I hate internet triumphalism. The new communications technology of the last two decades is clearly changing society. Those changes are probably for the better. But the recent political upheaval has led to triumphalism of the worst sort, with all sorts of blather about Twitter revolutions and the like. It really drives me crazy, as if people have suddenly forgotten that spontaneous mass political mobilizations happened all the time back in the day. If the events in the links are too obscure, well, they are other, more famous ones. In short, there is no reason to believe that social networking or cell phones played any sort of irreplaceable role in the current unrest besetting Egypt and Yemen.
Moreover, the internet actually requires real-world infrastructure. Which governments can shut down. Through the expedient of making a phone call. The Egyptian government appears to have made just such a call. From the link:
We have examined the takedown event more closely, looking at the sequence in which Egyptian service providers removed themselves from the Internet. The following plot shows the number of available networks for each of the significant providers, between 22:00 and 23:00 UTC last night (midnight to 1am Cairo time). Our new observation is that this was not an instantaneous event on the front end; each service provider approached the task of shutting down its part of the Egyptian Internet separately.
Telecom Egypt (AS8452), the national incumbent, starts at 22:12:43.
Raya joins in a minute later, at 22:13:26.
Link Egypt (AS24863) begins 4 minutes later, at 22:17:10.

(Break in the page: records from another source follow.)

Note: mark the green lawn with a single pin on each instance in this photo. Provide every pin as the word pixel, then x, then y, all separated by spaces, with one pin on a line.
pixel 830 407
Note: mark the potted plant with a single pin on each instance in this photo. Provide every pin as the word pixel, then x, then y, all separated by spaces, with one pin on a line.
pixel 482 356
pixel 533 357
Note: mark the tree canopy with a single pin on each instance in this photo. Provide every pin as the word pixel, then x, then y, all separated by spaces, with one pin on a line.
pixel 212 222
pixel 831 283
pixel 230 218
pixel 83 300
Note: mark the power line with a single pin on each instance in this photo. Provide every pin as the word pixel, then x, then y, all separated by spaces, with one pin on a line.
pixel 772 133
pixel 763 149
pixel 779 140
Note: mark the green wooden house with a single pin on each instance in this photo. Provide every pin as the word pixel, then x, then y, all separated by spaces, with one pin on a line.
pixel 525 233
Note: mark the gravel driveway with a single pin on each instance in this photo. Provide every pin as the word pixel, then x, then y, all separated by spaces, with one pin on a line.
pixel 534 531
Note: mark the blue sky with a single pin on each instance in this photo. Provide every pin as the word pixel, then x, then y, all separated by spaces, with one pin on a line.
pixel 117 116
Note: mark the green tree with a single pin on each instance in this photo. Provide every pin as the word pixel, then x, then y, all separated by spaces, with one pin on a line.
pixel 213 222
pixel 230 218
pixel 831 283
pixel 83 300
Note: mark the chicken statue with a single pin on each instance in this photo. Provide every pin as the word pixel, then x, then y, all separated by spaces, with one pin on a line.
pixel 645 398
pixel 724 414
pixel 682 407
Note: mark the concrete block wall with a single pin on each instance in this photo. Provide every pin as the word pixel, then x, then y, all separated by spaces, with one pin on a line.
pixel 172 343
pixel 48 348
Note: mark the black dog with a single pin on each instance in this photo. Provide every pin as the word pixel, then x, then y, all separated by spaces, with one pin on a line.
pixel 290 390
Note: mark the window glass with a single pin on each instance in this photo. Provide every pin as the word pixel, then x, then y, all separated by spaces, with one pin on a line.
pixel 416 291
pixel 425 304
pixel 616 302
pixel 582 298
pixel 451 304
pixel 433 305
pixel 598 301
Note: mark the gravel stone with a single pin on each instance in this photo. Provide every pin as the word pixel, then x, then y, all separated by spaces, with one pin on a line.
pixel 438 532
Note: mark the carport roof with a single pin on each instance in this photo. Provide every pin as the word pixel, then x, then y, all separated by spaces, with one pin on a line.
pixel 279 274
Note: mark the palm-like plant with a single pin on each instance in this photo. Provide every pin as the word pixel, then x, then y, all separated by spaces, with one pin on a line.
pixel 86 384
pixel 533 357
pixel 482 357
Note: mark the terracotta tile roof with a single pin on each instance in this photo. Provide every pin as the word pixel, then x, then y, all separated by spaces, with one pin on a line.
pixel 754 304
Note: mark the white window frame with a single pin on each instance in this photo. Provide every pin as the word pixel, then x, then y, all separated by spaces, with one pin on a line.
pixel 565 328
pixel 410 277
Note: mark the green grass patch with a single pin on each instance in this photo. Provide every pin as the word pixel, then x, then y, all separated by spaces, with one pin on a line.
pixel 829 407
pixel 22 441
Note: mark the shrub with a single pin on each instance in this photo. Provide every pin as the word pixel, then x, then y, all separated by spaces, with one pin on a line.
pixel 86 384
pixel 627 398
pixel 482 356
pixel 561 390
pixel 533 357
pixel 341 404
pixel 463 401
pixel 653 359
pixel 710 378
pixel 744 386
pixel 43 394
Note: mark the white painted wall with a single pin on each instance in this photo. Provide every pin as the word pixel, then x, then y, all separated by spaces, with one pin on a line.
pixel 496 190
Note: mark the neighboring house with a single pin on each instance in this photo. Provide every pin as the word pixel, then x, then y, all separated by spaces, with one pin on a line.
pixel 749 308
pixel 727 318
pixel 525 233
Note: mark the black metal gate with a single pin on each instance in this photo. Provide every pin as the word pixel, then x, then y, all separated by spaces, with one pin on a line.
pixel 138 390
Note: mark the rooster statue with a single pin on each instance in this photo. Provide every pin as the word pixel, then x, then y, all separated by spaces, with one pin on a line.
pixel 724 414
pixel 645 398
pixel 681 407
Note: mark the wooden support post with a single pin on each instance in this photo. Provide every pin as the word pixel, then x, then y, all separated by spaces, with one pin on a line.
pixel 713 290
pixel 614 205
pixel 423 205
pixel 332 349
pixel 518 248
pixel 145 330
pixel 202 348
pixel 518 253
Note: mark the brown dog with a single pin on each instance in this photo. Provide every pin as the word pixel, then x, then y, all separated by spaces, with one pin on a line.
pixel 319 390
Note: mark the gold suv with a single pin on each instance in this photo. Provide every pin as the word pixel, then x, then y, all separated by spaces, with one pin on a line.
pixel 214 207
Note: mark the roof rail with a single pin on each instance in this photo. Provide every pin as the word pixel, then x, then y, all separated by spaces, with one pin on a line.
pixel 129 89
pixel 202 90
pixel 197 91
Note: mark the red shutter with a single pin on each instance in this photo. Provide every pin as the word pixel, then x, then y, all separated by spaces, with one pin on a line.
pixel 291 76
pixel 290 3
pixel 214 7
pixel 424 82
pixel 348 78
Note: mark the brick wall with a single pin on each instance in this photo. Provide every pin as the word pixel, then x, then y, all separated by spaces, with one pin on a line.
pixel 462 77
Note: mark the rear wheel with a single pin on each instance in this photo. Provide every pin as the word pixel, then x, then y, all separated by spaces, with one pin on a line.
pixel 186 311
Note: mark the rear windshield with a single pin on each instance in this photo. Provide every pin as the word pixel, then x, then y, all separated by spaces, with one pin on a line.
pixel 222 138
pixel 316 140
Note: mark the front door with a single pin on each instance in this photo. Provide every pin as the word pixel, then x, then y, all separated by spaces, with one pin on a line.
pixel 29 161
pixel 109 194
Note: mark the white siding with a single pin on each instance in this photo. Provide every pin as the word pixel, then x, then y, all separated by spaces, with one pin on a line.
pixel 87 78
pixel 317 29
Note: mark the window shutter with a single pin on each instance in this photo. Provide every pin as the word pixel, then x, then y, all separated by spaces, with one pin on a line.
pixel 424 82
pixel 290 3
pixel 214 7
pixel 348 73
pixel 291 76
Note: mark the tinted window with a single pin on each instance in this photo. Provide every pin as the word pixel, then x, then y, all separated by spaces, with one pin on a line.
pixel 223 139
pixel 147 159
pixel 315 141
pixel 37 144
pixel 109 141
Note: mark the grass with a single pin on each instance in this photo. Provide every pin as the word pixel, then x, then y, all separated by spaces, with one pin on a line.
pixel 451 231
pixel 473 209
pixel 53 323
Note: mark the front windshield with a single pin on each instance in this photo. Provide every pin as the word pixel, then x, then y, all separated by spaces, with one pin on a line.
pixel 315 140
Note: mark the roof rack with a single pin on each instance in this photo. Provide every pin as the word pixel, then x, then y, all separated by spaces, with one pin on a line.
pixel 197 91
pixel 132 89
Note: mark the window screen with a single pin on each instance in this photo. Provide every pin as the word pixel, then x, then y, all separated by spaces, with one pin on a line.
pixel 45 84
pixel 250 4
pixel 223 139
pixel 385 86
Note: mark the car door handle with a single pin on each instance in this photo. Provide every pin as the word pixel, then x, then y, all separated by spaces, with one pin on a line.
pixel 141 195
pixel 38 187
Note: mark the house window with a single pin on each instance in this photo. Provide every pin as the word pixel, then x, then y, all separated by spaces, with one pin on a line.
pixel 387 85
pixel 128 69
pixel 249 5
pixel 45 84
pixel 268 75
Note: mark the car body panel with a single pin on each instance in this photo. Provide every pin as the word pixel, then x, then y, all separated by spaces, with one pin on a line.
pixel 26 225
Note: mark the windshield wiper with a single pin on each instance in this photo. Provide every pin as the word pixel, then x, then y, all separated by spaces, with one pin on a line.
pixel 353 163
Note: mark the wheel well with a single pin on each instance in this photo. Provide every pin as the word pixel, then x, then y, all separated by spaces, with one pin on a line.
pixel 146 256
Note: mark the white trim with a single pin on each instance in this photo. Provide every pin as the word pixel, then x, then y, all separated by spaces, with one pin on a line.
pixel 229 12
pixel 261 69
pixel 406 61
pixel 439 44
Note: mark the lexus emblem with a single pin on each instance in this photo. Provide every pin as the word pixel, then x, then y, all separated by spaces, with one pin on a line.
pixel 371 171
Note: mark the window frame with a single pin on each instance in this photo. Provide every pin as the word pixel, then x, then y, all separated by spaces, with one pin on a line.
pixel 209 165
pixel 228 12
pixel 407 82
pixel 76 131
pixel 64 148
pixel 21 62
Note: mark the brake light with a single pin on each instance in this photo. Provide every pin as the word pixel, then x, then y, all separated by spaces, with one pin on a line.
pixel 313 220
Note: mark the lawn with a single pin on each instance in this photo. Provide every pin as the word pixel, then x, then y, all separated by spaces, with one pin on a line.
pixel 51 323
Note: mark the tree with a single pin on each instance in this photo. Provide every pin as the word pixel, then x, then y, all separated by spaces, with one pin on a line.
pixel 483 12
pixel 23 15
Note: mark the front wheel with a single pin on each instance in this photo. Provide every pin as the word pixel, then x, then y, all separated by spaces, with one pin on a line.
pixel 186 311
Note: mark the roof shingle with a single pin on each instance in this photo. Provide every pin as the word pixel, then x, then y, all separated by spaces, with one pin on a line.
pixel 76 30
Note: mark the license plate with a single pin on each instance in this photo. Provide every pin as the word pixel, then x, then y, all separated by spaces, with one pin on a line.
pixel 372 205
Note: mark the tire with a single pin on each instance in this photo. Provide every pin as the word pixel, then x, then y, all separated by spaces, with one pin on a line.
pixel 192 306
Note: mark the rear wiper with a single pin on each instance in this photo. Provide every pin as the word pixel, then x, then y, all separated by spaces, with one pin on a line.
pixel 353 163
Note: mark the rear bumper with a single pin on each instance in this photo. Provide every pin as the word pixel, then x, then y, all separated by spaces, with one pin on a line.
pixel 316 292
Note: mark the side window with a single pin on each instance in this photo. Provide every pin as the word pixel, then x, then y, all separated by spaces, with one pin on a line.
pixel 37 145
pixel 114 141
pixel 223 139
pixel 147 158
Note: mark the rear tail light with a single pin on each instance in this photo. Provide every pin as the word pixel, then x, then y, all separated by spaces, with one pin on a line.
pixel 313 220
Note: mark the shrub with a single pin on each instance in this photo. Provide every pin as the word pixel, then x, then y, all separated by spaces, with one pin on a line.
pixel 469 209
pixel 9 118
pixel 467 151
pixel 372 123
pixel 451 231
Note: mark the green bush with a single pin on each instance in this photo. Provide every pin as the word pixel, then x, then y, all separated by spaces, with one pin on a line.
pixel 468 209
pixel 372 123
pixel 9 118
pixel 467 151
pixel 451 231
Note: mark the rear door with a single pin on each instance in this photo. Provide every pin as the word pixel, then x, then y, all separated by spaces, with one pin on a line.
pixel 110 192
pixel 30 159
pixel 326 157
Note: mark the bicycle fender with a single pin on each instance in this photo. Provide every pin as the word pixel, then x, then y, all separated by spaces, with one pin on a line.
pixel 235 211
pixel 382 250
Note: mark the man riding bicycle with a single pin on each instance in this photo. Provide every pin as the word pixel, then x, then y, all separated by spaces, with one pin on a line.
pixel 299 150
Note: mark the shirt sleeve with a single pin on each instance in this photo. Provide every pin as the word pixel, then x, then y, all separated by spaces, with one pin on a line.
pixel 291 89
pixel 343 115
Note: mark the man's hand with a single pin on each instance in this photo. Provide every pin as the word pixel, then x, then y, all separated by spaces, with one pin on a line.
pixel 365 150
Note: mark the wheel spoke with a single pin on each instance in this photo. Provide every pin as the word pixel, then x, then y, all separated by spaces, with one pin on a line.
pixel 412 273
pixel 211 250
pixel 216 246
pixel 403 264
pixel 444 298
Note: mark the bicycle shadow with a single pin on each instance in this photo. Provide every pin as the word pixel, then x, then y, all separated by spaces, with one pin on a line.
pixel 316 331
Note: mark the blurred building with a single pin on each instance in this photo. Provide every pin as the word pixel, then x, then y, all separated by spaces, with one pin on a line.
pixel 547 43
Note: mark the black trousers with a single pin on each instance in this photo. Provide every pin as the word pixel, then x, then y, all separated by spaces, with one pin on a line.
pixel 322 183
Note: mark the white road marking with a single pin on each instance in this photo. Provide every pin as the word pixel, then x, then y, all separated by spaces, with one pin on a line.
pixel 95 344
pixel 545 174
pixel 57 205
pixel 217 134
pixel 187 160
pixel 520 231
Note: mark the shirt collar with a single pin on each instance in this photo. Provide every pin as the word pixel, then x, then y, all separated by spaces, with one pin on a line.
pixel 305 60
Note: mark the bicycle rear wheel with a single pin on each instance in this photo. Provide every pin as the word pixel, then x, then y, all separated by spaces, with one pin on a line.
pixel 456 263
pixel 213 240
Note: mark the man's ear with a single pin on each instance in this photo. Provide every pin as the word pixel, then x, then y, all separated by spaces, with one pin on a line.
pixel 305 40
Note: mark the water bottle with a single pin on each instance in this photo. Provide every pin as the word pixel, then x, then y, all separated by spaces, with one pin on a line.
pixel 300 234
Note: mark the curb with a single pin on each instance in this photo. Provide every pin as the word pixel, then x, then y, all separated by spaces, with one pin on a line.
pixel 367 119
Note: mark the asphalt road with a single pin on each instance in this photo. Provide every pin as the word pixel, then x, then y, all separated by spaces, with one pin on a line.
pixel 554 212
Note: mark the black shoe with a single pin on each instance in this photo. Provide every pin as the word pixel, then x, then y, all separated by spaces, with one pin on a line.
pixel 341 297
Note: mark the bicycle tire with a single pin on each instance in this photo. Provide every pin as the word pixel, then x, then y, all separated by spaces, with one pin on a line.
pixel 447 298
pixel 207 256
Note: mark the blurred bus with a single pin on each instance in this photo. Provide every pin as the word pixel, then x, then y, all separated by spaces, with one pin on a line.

Etisalat Misr (AS32992) goes two minutes later, at 22:19:02
Internet Egypt (AS5536) goes six minutes later, at 22:25:10.
First impressions: this sequencing looks like people getting phone calls, one at a time, telling them to take themselves off the air. Not an automated system that takes all providers down at once; instead, the incumbent leads and other providers follow meekly one by one until Egypt is silenced.
The Egyptian government may fall. Or it may not. But it won’t be because of the Internet.